If there was a model for the hipster perfection that Southern sought, this was it. A short wiry man with slightly bulging eyes, Hoffenberg was a Beat before the term had even entered the underground, let alone the mainstream. Born in New York in 1922, he was the son of a successful businessman who owned a shoe factory. As a teenager, Hoffenberg briefly attended the same military school as Anastasio Somoza, the future dictator of Nicaragua. He knew Diane Arbus in high school. He served in the U.S. Army and was part of the forces that liberated Paris. Hoffenbe
rg had spent the first few years after the war hanging around Greenwich Village. The San Remo bar became a regular haunt for the ur-slacker. Like Southern, he had also used the GI Bill to return to Paris. Because Hoffenberg spoke and understood French better than most expats, he was able to land a steady gig at Agence France-Presse as a copy editor.
Unlike Southern, Hoffenberg possessed a direct in-your-face attitude toward the world. Some found Hoffenberg’s contrary brand of self-confidence obnoxious, but to Southern, he was the real McCoy. His worldliness was confirmed by his marriage to an attractive, upper-class French woman, Couquitte, daughter of art historian Élie Faure. Hoffenberg, like several of Southern’s new hipster buddies in Paris, was also in the process of developing a lifelong heroin habit. He would go off and on heroin so often that he began to give his various habits women’s names, like hurricanes. William Burroughs would later say that Hoffenberg was one of those who liked the pain of withdrawal. For Maurice Girodias’s Olympia Press, he wrote the “dbs” (dirty books) Sin for Breakfast (as Hamilton Drake) and Until She Screams (as Faustino Perez).

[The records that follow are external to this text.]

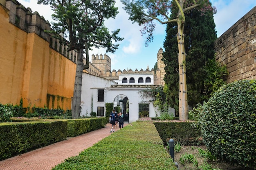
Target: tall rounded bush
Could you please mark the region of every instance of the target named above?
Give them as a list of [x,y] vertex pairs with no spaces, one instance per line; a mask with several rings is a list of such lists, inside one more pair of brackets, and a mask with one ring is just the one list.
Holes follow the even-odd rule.
[[199,123],[209,150],[226,162],[256,167],[256,80],[223,86],[202,108]]

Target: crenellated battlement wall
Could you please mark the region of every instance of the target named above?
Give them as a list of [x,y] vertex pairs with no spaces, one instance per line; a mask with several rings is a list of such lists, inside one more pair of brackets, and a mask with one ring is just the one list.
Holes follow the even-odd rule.
[[215,41],[216,59],[227,65],[228,83],[256,79],[256,7]]
[[101,71],[100,76],[106,77],[108,76],[107,73],[110,71],[111,69],[111,59],[106,54],[99,55],[93,54],[92,55],[92,63]]
[[[27,33],[35,33],[49,43],[50,47],[75,63],[77,52],[74,50],[67,51],[68,47],[60,43],[58,39],[53,38],[53,33],[45,31],[51,31],[51,24],[38,13],[32,13],[29,7],[26,8],[15,0],[6,0],[5,7],[9,14],[9,22]],[[61,37],[60,36],[60,37]]]
[[0,103],[70,109],[77,53],[50,25],[16,0],[0,0]]

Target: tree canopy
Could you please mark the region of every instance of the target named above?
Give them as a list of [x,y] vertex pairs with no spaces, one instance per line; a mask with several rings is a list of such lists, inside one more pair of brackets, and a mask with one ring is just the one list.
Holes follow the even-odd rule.
[[[211,6],[210,2],[208,5]],[[175,16],[178,7],[172,7]],[[186,57],[186,74],[188,91],[188,102],[189,106],[195,107],[196,104],[202,104],[207,101],[213,91],[212,88],[221,86],[222,78],[227,72],[225,67],[219,67],[215,61],[214,43],[217,39],[215,24],[212,10],[199,11],[193,9],[184,13],[186,22],[184,26],[185,52]],[[168,87],[168,100],[171,107],[177,109],[179,103],[178,52],[175,33],[177,26],[169,23],[166,28],[167,35],[164,42],[166,49],[163,54],[166,66],[166,74],[164,80]],[[216,73],[215,73],[214,72]],[[218,74],[216,74],[218,73]],[[211,78],[214,76],[214,78]],[[215,83],[219,80],[219,83]],[[213,85],[217,83],[215,85]]]
[[[179,94],[179,112],[180,119],[188,119],[188,108],[186,77],[186,60],[184,48],[184,24],[185,23],[184,13],[195,8],[200,7],[202,11],[211,10],[213,9],[209,5],[209,0],[201,0],[196,2],[195,0],[132,0],[131,1],[122,0],[125,5],[124,9],[130,16],[129,19],[139,25],[144,25],[141,31],[142,34],[148,34],[146,46],[153,39],[153,31],[155,24],[153,21],[157,20],[162,24],[176,23],[177,25],[176,32],[173,34],[177,36],[178,49],[178,69],[180,73]],[[178,10],[173,11],[173,6],[178,7]],[[177,13],[176,13],[177,12]],[[171,15],[169,13],[175,14]]]

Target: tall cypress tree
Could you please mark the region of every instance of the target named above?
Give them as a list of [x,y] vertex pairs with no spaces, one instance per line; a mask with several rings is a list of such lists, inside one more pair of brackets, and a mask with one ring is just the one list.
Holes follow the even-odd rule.
[[[173,4],[171,16],[174,17],[177,16],[178,9],[175,3]],[[210,3],[209,5],[211,6]],[[185,13],[188,102],[192,107],[207,99],[204,83],[207,76],[205,65],[209,59],[214,58],[214,42],[217,39],[213,14],[212,10],[207,9],[201,11],[192,9]],[[164,43],[165,51],[163,54],[163,60],[166,65],[164,80],[166,88],[165,89],[171,106],[176,111],[178,110],[179,91],[177,30],[176,23],[168,24],[167,35]]]

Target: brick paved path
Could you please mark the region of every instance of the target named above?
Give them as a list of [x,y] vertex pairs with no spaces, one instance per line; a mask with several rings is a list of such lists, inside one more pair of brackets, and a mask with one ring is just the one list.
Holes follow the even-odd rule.
[[[125,122],[124,126],[128,125]],[[110,124],[101,129],[0,161],[0,170],[51,170],[110,135]],[[115,131],[119,129],[116,128]]]

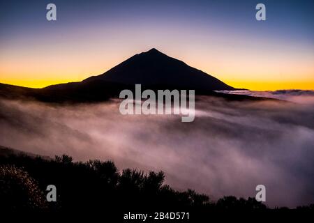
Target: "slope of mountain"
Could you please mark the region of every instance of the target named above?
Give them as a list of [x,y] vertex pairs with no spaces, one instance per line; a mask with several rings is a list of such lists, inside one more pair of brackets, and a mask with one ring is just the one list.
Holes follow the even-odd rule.
[[136,54],[104,74],[91,77],[84,82],[96,79],[124,84],[163,85],[202,91],[234,90],[219,79],[154,48]]
[[142,89],[193,89],[197,95],[211,95],[232,100],[252,98],[213,91],[234,89],[156,49],[136,54],[103,75],[92,76],[80,82],[52,85],[43,89],[0,84],[0,96],[49,102],[92,102],[117,98],[123,89],[134,90],[135,84],[141,84]]

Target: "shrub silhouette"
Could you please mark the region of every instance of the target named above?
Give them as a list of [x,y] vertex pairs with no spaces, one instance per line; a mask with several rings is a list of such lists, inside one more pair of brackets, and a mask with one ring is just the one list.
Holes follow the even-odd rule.
[[27,172],[10,166],[0,167],[0,208],[47,208],[45,197]]
[[[54,159],[8,155],[0,156],[0,163],[3,210],[268,210],[254,198],[229,196],[214,202],[193,190],[177,191],[164,184],[163,171],[119,171],[112,161],[73,162],[66,155]],[[57,187],[57,202],[47,202],[43,192],[47,192],[46,187],[51,184]],[[299,209],[313,210],[313,206]]]

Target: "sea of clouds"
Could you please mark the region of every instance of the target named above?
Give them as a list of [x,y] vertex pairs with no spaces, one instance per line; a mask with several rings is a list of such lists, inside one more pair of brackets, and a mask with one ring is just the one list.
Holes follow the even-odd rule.
[[195,121],[182,123],[174,115],[123,116],[118,100],[61,106],[1,100],[0,145],[163,170],[175,189],[212,199],[255,197],[262,184],[271,207],[314,203],[313,92],[246,93],[292,102],[198,97]]

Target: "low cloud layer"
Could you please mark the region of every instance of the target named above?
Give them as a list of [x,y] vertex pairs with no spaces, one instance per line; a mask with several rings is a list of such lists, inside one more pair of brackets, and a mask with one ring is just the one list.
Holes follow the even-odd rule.
[[217,91],[230,94],[246,95],[287,100],[300,104],[314,105],[314,91],[311,90],[278,90],[278,91]]
[[120,169],[163,170],[174,188],[213,199],[255,197],[263,184],[270,206],[314,203],[312,104],[201,97],[192,123],[179,116],[122,116],[119,105],[0,100],[0,144],[77,160],[110,159]]

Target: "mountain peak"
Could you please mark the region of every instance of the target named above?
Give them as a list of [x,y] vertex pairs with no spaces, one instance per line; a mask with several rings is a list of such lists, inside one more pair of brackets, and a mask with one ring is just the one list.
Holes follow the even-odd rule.
[[160,52],[159,50],[158,50],[156,48],[151,48],[149,51],[144,52],[144,54],[164,54],[163,53],[162,53],[161,52]]
[[165,86],[202,91],[233,90],[219,79],[170,57],[156,48],[135,54],[106,72],[86,80],[145,87]]

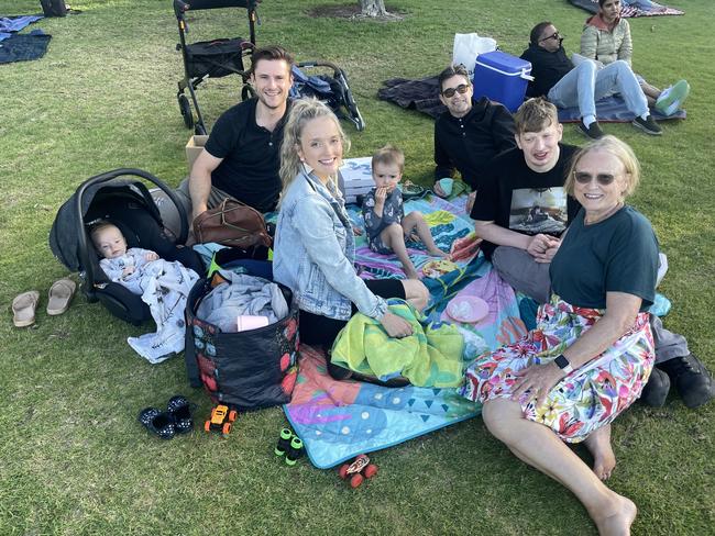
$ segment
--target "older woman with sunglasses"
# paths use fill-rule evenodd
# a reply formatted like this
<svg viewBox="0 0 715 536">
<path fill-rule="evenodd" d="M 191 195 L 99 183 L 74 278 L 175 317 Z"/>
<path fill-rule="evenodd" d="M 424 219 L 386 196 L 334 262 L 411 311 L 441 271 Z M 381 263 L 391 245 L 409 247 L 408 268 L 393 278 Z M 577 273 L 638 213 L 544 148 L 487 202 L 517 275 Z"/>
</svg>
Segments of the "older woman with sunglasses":
<svg viewBox="0 0 715 536">
<path fill-rule="evenodd" d="M 632 150 L 613 136 L 576 154 L 566 191 L 582 209 L 551 263 L 553 294 L 524 339 L 480 356 L 463 394 L 519 459 L 561 482 L 601 534 L 628 534 L 636 505 L 608 489 L 610 422 L 652 370 L 646 311 L 656 294 L 658 241 L 625 204 L 639 179 Z M 593 470 L 566 443 L 584 442 Z"/>
</svg>

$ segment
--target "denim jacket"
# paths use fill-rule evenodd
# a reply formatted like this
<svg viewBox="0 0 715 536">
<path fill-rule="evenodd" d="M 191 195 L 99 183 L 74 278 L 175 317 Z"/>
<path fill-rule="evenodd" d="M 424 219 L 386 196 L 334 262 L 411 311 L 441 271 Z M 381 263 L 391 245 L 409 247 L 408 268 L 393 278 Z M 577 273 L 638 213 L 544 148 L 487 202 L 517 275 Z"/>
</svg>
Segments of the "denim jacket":
<svg viewBox="0 0 715 536">
<path fill-rule="evenodd" d="M 332 185 L 324 187 L 300 172 L 280 200 L 273 253 L 273 276 L 297 298 L 304 311 L 349 320 L 352 303 L 372 319 L 387 311 L 353 266 L 355 239 L 344 202 Z"/>
</svg>

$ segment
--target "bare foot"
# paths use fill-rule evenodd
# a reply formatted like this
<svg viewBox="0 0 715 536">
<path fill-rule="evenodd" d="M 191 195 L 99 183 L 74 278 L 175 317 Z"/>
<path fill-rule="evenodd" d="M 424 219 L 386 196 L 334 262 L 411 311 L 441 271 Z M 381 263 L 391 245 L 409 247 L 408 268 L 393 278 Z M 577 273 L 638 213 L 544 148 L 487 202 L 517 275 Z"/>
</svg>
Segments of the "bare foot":
<svg viewBox="0 0 715 536">
<path fill-rule="evenodd" d="M 616 455 L 610 447 L 610 425 L 602 426 L 583 442 L 593 456 L 593 472 L 607 480 L 616 467 Z"/>
<path fill-rule="evenodd" d="M 601 536 L 628 536 L 638 509 L 630 499 L 613 493 L 612 507 L 592 515 Z"/>
</svg>

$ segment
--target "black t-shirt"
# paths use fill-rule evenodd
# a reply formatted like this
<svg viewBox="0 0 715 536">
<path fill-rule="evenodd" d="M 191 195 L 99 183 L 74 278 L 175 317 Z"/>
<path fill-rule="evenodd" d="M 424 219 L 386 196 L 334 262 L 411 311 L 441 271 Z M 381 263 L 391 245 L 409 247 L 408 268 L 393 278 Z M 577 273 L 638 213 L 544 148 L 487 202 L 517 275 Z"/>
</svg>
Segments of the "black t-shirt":
<svg viewBox="0 0 715 536">
<path fill-rule="evenodd" d="M 476 192 L 472 219 L 494 222 L 526 235 L 561 236 L 581 205 L 563 189 L 571 158 L 579 147 L 563 144 L 559 147 L 557 165 L 542 174 L 527 166 L 519 148 L 496 156 L 482 189 Z M 491 242 L 482 243 L 487 259 L 496 247 Z"/>
<path fill-rule="evenodd" d="M 275 209 L 280 194 L 279 152 L 288 112 L 270 132 L 255 122 L 256 103 L 251 99 L 227 110 L 213 125 L 205 148 L 223 159 L 211 174 L 211 185 L 267 212 Z"/>
<path fill-rule="evenodd" d="M 447 111 L 435 123 L 435 180 L 451 177 L 457 168 L 479 189 L 490 160 L 515 145 L 514 119 L 504 105 L 482 97 L 463 118 Z"/>
<path fill-rule="evenodd" d="M 579 212 L 551 261 L 553 291 L 572 305 L 606 308 L 606 292 L 642 299 L 652 305 L 658 277 L 658 238 L 650 222 L 631 206 L 584 225 Z"/>
</svg>

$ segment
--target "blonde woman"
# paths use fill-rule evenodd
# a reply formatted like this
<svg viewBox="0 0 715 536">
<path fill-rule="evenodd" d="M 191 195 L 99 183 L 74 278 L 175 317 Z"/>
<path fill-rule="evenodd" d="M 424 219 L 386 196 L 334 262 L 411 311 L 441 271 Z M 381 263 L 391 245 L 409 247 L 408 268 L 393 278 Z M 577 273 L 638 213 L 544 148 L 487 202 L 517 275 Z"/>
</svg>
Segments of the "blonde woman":
<svg viewBox="0 0 715 536">
<path fill-rule="evenodd" d="M 274 246 L 274 277 L 293 290 L 300 308 L 300 342 L 330 347 L 350 316 L 360 311 L 391 337 L 411 335 L 410 324 L 387 310 L 385 298 L 427 305 L 418 280 L 364 281 L 354 268 L 355 244 L 338 168 L 349 142 L 322 102 L 295 102 L 280 147 L 280 194 Z M 330 364 L 329 364 L 330 365 Z M 338 379 L 349 371 L 329 366 Z"/>
</svg>

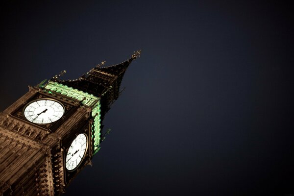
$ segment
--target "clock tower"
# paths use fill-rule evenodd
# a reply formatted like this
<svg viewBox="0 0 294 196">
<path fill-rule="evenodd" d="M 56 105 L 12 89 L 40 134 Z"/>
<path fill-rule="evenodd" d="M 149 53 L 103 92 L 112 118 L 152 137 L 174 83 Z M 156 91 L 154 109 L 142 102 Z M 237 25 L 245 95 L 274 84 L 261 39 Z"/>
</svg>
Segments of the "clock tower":
<svg viewBox="0 0 294 196">
<path fill-rule="evenodd" d="M 56 196 L 100 147 L 102 122 L 137 51 L 97 65 L 78 79 L 55 75 L 0 113 L 0 196 Z"/>
</svg>

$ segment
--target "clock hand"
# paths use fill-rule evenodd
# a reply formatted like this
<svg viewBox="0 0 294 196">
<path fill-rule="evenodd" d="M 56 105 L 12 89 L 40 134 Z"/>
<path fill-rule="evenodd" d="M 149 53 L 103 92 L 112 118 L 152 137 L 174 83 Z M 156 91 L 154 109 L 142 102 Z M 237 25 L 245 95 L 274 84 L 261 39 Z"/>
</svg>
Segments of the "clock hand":
<svg viewBox="0 0 294 196">
<path fill-rule="evenodd" d="M 48 110 L 48 109 L 47 108 L 46 108 L 45 110 L 44 110 L 43 112 L 42 112 L 40 113 L 39 113 L 37 115 L 37 116 L 38 116 L 39 115 L 40 115 L 42 113 L 45 113 L 45 112 L 46 112 L 46 111 Z"/>
<path fill-rule="evenodd" d="M 78 150 L 76 150 L 75 152 L 74 152 L 74 153 L 72 154 L 72 157 L 73 157 L 74 156 L 74 155 L 77 152 L 78 152 L 79 150 L 79 149 Z"/>
<path fill-rule="evenodd" d="M 38 118 L 38 117 L 39 116 L 40 116 L 40 115 L 41 114 L 45 113 L 45 112 L 46 112 L 46 111 L 47 111 L 47 110 L 48 110 L 48 109 L 47 109 L 47 108 L 46 108 L 46 109 L 45 110 L 44 110 L 43 112 L 41 112 L 41 113 L 40 113 L 38 114 L 37 115 L 37 116 L 36 116 L 36 117 L 35 117 L 35 118 L 34 118 L 34 119 L 33 119 L 33 120 L 32 121 L 32 122 L 33 122 L 33 121 L 34 121 L 34 120 L 35 120 L 35 119 L 36 119 L 37 118 Z M 43 122 L 43 121 L 42 121 L 42 122 Z"/>
</svg>

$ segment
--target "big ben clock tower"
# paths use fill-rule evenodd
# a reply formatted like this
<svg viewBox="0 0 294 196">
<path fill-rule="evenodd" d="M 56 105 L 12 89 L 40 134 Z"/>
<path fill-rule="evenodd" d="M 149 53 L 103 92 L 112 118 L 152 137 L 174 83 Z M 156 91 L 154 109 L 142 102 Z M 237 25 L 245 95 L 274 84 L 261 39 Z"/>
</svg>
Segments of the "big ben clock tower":
<svg viewBox="0 0 294 196">
<path fill-rule="evenodd" d="M 0 113 L 0 196 L 64 193 L 100 149 L 102 121 L 140 53 L 77 79 L 55 75 Z"/>
</svg>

Quality Lit. Jazz. Café society. Pornography. Mainlining heroin. Hoffenberg was up for it all. He became the first of the many extreme and dynamic personalities that Southern would embrace, befriend, and try to stay loyal to throughout his life. Such relationships would lead to productive and exciting collaborations, but also to unresolved feelings of envy, resentment, betrayal, and various kinds of unhealthy psychological dependence for both parties. In the case of Hoffenberg, Southern found a buddy who shared his dark humor, flights of fancy, and willingness to go all out.